Loss of ΔΨm caused by DN-GRIM-19 does not induce cytochrome c release. WT and DN-GRIM-19 were transfected into MCF-7 cells that stably express caspase-3. The transfected GRIM-19 were detected by anti-HA primary antibody and FITC-conjugated secondary antibody (green). ΔΨm was detected by Mito-Tracker Red CMXRos staining (red). Cytochrome c was detected with anti-cytochrome c antibody (blue). The merged images are shown.

Figure 7.

DN-GRIM-19 sensitizes cells to cytochrome c release and apoptosis. (A) WT- and DN-GRIM-19 were transfected into HeLa cells. Twenty-four hours after transfection, cells were incubated with 1 μM staurosporine for various times. Cytochrome c release assay was conducted as described in Material and Methods. (B) WT and DN-GRIM-19 were transfected into MCF-7 cell line stably expressing caspase 3. Twenty-four hours after transfection, cells were either untreated (un) or treated with 4 ng/ml TNF-α for the period as indicated.
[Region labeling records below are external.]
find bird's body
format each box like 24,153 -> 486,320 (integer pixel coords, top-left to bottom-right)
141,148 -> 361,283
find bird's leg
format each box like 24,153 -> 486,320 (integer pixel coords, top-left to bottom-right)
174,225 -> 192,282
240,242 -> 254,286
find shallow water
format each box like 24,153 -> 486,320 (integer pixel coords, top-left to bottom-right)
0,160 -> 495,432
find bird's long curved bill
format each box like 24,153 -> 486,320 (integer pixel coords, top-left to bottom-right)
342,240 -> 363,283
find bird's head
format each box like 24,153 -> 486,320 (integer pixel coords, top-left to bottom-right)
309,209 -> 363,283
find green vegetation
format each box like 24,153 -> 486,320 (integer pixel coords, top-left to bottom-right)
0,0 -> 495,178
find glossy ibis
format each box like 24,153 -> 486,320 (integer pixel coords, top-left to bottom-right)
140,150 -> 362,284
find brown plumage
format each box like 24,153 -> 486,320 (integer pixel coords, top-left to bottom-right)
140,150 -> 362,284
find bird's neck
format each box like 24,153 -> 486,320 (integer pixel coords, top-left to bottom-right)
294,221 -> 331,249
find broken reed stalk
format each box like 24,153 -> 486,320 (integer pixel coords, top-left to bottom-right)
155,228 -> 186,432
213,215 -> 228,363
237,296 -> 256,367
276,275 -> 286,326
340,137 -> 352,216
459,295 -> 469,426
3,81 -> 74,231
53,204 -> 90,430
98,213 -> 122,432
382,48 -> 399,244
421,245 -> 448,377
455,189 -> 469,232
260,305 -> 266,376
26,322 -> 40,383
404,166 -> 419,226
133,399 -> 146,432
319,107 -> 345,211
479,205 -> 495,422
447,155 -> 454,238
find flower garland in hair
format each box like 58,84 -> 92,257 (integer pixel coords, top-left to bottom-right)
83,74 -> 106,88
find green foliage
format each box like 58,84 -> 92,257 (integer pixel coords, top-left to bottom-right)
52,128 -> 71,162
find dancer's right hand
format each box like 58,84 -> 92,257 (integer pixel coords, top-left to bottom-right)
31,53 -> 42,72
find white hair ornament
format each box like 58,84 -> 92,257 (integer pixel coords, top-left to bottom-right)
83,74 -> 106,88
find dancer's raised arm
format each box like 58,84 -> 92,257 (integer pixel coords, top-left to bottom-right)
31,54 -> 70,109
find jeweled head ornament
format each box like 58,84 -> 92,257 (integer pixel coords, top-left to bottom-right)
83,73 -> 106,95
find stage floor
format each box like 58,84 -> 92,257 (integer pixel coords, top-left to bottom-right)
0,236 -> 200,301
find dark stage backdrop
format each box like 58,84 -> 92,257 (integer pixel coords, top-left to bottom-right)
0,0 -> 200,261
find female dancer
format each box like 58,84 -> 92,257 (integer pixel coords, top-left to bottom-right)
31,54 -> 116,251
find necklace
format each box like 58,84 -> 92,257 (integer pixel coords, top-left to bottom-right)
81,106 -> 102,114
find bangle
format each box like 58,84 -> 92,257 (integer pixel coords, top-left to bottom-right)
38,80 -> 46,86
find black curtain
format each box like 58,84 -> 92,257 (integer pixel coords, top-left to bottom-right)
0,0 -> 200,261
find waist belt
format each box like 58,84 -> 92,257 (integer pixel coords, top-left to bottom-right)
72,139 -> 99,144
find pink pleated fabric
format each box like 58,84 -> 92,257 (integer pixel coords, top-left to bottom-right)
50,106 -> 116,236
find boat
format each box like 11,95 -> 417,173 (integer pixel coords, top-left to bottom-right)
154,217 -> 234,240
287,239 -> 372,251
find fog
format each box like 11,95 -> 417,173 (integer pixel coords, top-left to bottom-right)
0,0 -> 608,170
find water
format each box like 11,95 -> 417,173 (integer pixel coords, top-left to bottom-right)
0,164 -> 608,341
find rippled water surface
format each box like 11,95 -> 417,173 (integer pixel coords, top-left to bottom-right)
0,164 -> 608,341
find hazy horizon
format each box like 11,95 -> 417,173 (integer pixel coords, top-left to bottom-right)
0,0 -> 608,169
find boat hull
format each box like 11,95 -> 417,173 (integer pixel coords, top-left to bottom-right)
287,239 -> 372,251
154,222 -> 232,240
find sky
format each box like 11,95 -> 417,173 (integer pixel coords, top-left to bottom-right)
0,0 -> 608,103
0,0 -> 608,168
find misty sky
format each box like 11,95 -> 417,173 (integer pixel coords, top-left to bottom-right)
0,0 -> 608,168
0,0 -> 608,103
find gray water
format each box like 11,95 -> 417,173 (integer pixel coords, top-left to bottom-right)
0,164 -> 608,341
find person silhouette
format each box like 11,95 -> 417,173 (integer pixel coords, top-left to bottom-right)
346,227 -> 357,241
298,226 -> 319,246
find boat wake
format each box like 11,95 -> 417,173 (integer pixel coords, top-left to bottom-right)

Cytochrome c release assay was performed as described in A. (C) WT and DN-GRIM-19 were transfected into MCF-7 cells as described in B, and cells were treated with TNF-α for 3 h. Immunofluorescence experiments were conducted. GRIM-19 proteins were detected with polyclonal anti-HA antibody and Cy5-conjugated secondary antibody (blue). Cytochrome c was detected with anti-cytochrome c mAb and FITC-conjugated secondary antibody (green). Scale bar, 10 μm. (D) MCF-7 cells stably expressing caspase 3 were transfected with vector, WT, or DN-GRIM-19. Twenty-four hours after transfection, cells were treated with 4 ng/ml TNF-α for 8 h. Immunofluorescence experiments were conducted as described in C. One hundred transfected cells were randomly picked. The number of cells showing cytochrome c release was counted, and the percentage of such cells was calculated and presented in bar graphs as the mean of three experiments with SD shown as error bars. (E–G) HeLa cells were transfected with vector, WT, or DN-GRIM-19 and treated with rotenone (5 μM) for 10 h, ionomycin (200 μM) for 24 h, or IFN-β (1000 u/ml) and RA (2 μM) for 48 h. The experiments were performed as described in D. (H) HEK 293T cells were transfected with vector, WT, or DN-GRIM-19. Cells were either untreated or treated with etoposide for 24 h. DNA content was analyzed by flow cytometry after staining with PI. The percentage of sub-G1 cells is indicated. The data show a representative of three independent experiments.

Figure 8.

Functional domains of GRIM-19. The mitochondrial targeting sequences and functional domains are summarized in a schematic diagram. The numbers indicate aa of GRIM-19. The red, yellow, and green boxes represent sequences for mitochondrial targeting, maintenance of ΔΨm, and enhancing assembly, respectively. TM, predicted transmembrane domain.